Recensies en Artikelen

"Aesthetics concerns in urban design often belong to one of two camps. In the first camp, urban aesthetics is reduced to an endorsement of traditional architectural styles and human-scale urban types. [...] In the second camp, urban aesthetics is regarded as a superficial concern, based on opposition between aesthetics and function, between surface and structure. [...] Aesthetics of Gentrification, edited by Christoph Lindner and Gerald F. Sandoval, is a vital source of urban designers who do not belong in either of the two camps and recognize that both approaches end up solidifying existing socio-economic arrangements and racialized imbalances of power. [...] Aesthetics of Gentrification contributes to a different, to a radical understanding of urban aesthetics. In thirteen substantive chapters, a range of superb scholars examine relationships between aesthetics and gentrification from global and transnational perspectives."
- Günter Gassner, Journal of Urban Design (2022)

"The book brilliantly demonstrates that a focus on aesthetics should be at the core of our understanding of gentrification and displacement forces."
- Anastasia Loukaitou-Sideris, Distinguished Professor of Urban Planning, UCLA

"In this powerful collection of essays, editors Christoph Lindner and Gerard Sandoval identify the seduction of gentrification's aesthetics, its power to exclude, and the activism that can change its course."
- Karen Chapple, Professor of City and Regional Planning, University of California, Berkeley

"From the visual politics of street art in Paris, through the location and design of office parks in California, to the gendered spaces created by CCTV cameras in India, this fascinating collection of essays travels through some of the newest spaces and practices of gentrification."
- Alison Young, Francine V. McNiff Professor of Criminology, University of Melbourne

"The Aesthetics of Gentrification offers genuinely fresh thinking on a pervasive urban phenomenon, bringing together a diverse and distinctive collection of scholarly voices that push us to think differently about the representation, politics, strategies, and silences of contemporary urban change."
- David Madden, Co-Director of the Cities Programme, London School of Economics and Political Science

Christoph Lindner, Gerard Sandoval (red.)
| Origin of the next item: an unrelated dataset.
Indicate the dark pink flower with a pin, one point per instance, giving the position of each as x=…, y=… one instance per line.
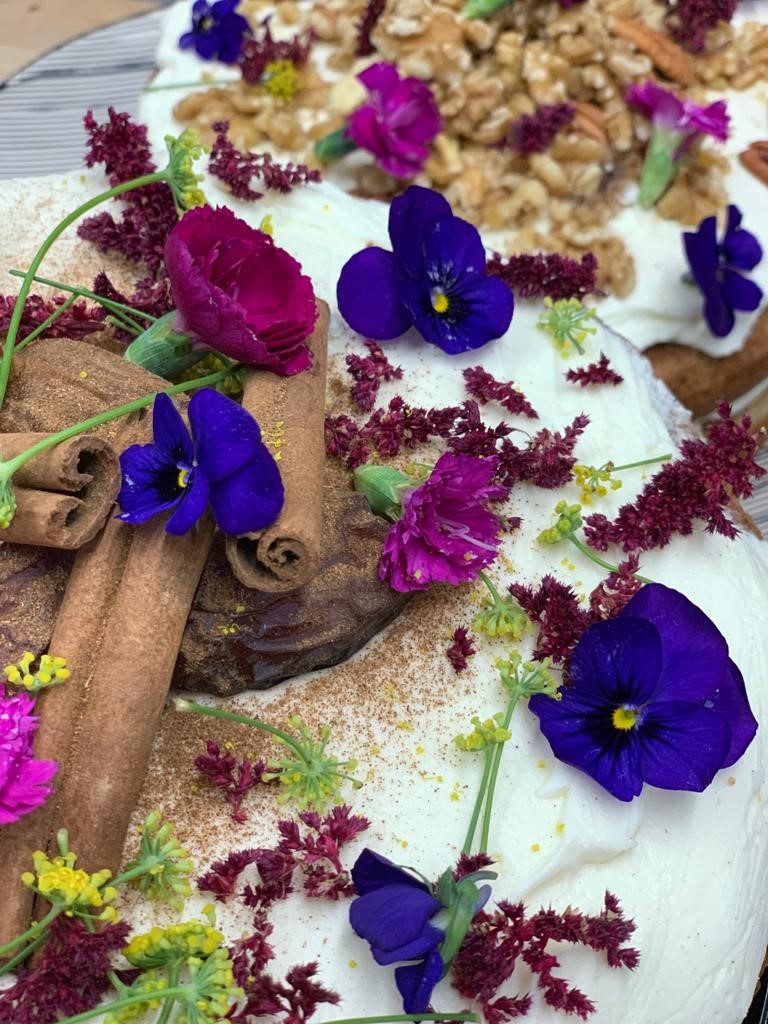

Aesthetics of Gentrification

Seductive Spaces and Exclusive Communities in the Neoliberal City

De onderstaande tekst is niet beschikbaar in het Nederlands en wordt in het Engels weergegeven.
Gentrification is reshaping cities worldwide, resulting in seductive spaces and exclusive communities that aspire to innovation, creativity, sustainability, and technological sophistication. Gentrification is also contributing to growing social-spatial division and urban inequality and precarity. In a time of escalating housing crisis, unaffordable cities, and racial tension, scholars speak of eco-gentrification, techno-gentrification, super-gentrification, and planetary gentrification to describe the different forms and scales of involuntary displacement occurring in vulnerable communities in response to current patterns of development and the hype-driven discourses of the creative city, smart city, millennial city, and sustainable city.

In this context, how do contemporary creative practices in art, architecture, and related fields help to produce or resist gentrification? What does gentrification look and feel like in specific sites and communities around the globe, and how is that appearance or feeling implicated in promoting stylized renewal to a privileged public? In what ways do the aesthetics of gentrification express contested conditions of migration and mobility? Addressing these questions, this book examines the relationship between aesthetics and gentrification in contemporary cities from multiple, comparative, global, and transnational perspectives.
Redacteuren

Christoph Lindner

Christoph Lindner is Professor of Urban Studies and Dean of The Bartlett Faculty of the Built Environment at University College London.

Gerard Sandoval

Gerard F. Sandoval is an Associate Professor in the School of Planning, Public Policy and Management at the University of Oregon.